Clipped Wings: Red Bull is handing out up to $13 million for not actually giving you wings.
The energy drink giant has settled a pair of class action lawsuits for false advertising.
The suits claimed people were misled by the slogan and the advertised benefits of increased performance, improved concentration, and better reaction speed.
Promises the still wingless drinkers call false.
Red Bull has denied any wrongdoing but has settled in order prevent further litigation.
The settlement entitles anyone who bought a red bull product from 2002 until last Friday to a cash settlement of $10 or $15 worth of Red Bull products.
Quid Pro Quo: Thailand is taking a stand against policemen taking bribes by offering them bribes.

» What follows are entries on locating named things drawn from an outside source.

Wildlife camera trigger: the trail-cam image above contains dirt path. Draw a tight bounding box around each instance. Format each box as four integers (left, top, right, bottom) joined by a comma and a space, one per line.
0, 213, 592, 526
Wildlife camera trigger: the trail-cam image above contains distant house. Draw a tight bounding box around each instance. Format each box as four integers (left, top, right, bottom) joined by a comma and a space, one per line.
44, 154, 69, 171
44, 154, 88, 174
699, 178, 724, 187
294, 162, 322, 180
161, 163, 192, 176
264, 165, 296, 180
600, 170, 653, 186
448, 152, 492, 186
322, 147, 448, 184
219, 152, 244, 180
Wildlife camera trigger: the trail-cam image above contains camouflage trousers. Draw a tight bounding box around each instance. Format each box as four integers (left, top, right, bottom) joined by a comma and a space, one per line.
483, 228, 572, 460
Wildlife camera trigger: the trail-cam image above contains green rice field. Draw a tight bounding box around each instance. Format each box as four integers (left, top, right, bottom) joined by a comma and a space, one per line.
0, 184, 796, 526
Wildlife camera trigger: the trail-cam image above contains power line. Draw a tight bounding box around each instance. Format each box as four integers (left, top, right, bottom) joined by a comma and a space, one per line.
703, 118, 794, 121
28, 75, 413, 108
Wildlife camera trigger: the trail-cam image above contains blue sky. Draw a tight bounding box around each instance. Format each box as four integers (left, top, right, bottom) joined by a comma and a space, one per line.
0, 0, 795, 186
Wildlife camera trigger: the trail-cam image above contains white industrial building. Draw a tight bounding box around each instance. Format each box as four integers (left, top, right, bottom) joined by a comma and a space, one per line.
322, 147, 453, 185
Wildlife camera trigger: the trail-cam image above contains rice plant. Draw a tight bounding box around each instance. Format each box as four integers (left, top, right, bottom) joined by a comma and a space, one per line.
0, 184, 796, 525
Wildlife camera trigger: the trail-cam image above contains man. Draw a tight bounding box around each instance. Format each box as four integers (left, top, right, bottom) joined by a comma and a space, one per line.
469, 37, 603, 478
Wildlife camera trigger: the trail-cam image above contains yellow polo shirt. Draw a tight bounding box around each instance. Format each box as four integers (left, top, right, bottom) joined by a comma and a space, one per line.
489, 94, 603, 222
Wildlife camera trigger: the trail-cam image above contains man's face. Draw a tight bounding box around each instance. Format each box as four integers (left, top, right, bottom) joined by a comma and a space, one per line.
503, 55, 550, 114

The government wants to provide a financial incentive for cops to turn down freebies as part of an effort to combat the ingrained culture of corruption within the police force.
And it appears to be working.
The country's police major general announced that two policemen were awarded the equivalent of $310 for refusing a $3 bribe.
In Thailand, bribes are commonly used to get out of minor traffic offenses.
Final Exit: Finally, the last remnants of the metric system on the interstate highway system may be heading for an exit.
Signs like this one use the metric system in Arizona for a stretch of 60 miles -- or about 100 kilometers.
The markers are the last remaining relic of a failed Carter administration pilot program aimed at convincing Americans to adopt the measuring system used by much of the rest of the world.
The state was planning to replace the signs because of wear and tear and converting them to miles.
One supporter admitted the conversion would make things simpler.
Quote -- "When I'm driving, I definitely can't do that math."
The plan was stalled after business owners complained about exit numbers and road markers changing which would force them to update marketing materials.
Officials say they will seek public input before making a final decision.